Interessant zu wissen ist es, dass in vielen Ländern es eine solche soziale Gesetzgebung zum Schutz der Arbeitsnehmer noch nicht eingeführt wurden.
Während die gesetzliche Unfallversicherung nur für arbeitsbedingte Unfälle oder damit in Verbindung stehende Ereignisse zuständig ist, gibt es wie bereits erwähnt die private Unfallversicherung.
Diese ist auch für Bereiche wie etwa Sport, Urlaub oder Haushalt gültig und meist auf eine bestimmte Summe, oder gegebenfalls eine Unfallrente, abgeschlossen. Sofern nichts anderen vereinbart ist, gilt sie weltweit und rund um die Uhr.
Diese Versicherung ist für Beschäftigte natürlich freiwillig, stellt aber eine sinnvolle Ergänzung dar, da sie in vielen Bereichen in denen die gesetzliche Unfallversicherung nicht greift, Schadensersatz bieten kann.

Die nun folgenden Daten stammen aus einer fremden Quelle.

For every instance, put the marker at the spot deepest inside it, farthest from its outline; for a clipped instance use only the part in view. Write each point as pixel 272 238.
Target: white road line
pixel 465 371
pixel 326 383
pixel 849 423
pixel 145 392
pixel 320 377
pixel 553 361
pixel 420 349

In diesem Zusammenhang sollte man sich vor Augen führen, dass laut Statistik die meisten Unfälle in der Freizeit passieren.
Bekannte private Versicherungsleister sind beispielsweise Allianz, HUK-Coburg oder Hamburg-Mannheimer. Im Jahr 2008 hatten ein Drittel aller deutschen Haushalte eine entsprechende Unfallversicherung abgeschlossen und Beiträge in Höhe von 6 Milliarden Euro gezahlt.
Kritik im Bereich dieser Versicherungen kann angebracht werden, da einige Versicherungen gezielt mit den Ängsten ihrer Kunden spielen, damit diese weitere für weitere Leistungen zahlen, die sie aber meist nicht brauchen. Man sollte also stets abwägen, welchen Gefährdungen man täglich ausgesetzt ist und welche Leistungen man dementsprechend benötigt. Ein Vergleich verschiedener Angebote ist stets essenziell, vorallem in diesem sehr komplexen Bereich.